Built-in - Framework-level agent. Configure only - cannot modify source.
Overview
The RAG agent provides manual Retrieval-Augmented Generation using Cloudflare AI for embeddings and Cloudflare Vectorize for vector storage. This is a low-level agent for building custom RAG pipelines where you control indexing and search operations.
For fully managed RAG with automatic document processing, see AutoRAG in the Starter Kit.
Key Features:
Manual control over indexing and search operations
Cloudflare AI embeddings using @cf/baai/bge-base-en-v1.5 (default)
Automatic chunking with semantic, fixed, or recursive strategies
Optional reranking with cross-encoder models for better relevance
Multi-tenant isolation via namespaces
Batch processing for efficient large-scale indexing (100 texts per embedding batch, 1000 vectors per upsert)
Required Bindings
Add these to your wrangler.toml:
# Required: Cloudflare AI binding
[ ai ]
binding = "AI"
# Required: Vectorize index binding
[[ vectorize ]]
binding = "VECTORIZE"
index_name = "my-rag-index"
Create the Vectorize index:
wrangler vectorize create my-rag-index --dimensions 768 --metric cosine
The default embedding model @cf/baai/bge-base-en-v1.5 produces 768-dimensional vectors. Match your index dimensions accordingly.
Operations
The RAG agent supports two primary operations:
1. Index Operation
Index documents into the vector store with automatic chunking and embedding.
agents :
- name : index-doc
agent : rag
config :
operation : index
embeddingModel : "@cf/baai/bge-base-en-v1.5"
chunkStrategy : semantic
chunkSize : 512
overlap : 50
input :
content : ${input.document}
id : ${input.documentId}
metadata :
source : ${input.source}
timestamp : ${input.timestamp}
Configuration:
config :
operation : index
embeddingModel : string # Model (default: @cf/baai/bge-base-en-v1.5)

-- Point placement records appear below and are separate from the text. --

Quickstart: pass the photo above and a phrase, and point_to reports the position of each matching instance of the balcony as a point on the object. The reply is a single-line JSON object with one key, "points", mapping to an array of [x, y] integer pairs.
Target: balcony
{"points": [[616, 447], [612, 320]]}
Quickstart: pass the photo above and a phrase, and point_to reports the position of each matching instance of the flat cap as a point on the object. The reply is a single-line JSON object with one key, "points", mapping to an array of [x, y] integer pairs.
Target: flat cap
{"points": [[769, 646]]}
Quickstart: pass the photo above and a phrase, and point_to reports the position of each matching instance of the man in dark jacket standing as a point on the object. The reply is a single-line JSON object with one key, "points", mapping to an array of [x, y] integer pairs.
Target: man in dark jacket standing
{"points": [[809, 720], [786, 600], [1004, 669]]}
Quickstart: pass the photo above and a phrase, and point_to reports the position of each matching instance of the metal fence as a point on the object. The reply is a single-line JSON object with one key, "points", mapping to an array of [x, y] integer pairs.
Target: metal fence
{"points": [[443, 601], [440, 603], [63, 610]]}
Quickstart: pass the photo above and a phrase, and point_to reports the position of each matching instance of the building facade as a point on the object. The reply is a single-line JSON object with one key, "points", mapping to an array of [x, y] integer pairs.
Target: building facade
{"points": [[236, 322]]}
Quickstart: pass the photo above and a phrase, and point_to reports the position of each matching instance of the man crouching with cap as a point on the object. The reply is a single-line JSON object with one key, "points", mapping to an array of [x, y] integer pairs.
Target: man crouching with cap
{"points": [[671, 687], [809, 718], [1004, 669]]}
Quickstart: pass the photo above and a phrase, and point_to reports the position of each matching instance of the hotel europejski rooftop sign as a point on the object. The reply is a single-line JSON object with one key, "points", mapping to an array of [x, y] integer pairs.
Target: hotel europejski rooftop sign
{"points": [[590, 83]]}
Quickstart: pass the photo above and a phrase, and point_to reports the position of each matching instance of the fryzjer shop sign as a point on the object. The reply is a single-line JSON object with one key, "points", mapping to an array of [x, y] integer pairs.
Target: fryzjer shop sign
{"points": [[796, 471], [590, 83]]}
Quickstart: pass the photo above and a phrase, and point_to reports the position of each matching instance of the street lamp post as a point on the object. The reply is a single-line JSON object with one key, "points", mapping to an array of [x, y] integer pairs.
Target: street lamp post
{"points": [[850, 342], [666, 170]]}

chunkStrategy : string # "semantic" | "fixed" | "recursive" (default: semantic)
chunkSize : number # Target chunk size in characters (default: 512)
overlap : number # Overlap between chunks (default: 50)
namespace : string # Optional namespace for multi-tenant isolation
input :
content : string # Text to index (required)
id : string # Document ID (required)
source : string # Optional source identifier
metadata : object # Additional metadata to store
Output:
{
indexed : number ; // Number of documents indexed
chunks : number ; // Number of chunks created
embeddingModel : string ; // Model used for embeddings
chunkStrategy : string ; // Strategy used for chunking
}
2. Search Operation
Search the vector store using semantic similarity.
agents :
- name : search
agent : rag
config :
operation : search
topK : 5
rerank : true
rerankModel : "@cf/baai/bge-reranker-base"
input :
query : ${input.question}
Configuration:
config :
operation : search
embeddingModel : string # Model (default: @cf/baai/bge-base-en-v1.5)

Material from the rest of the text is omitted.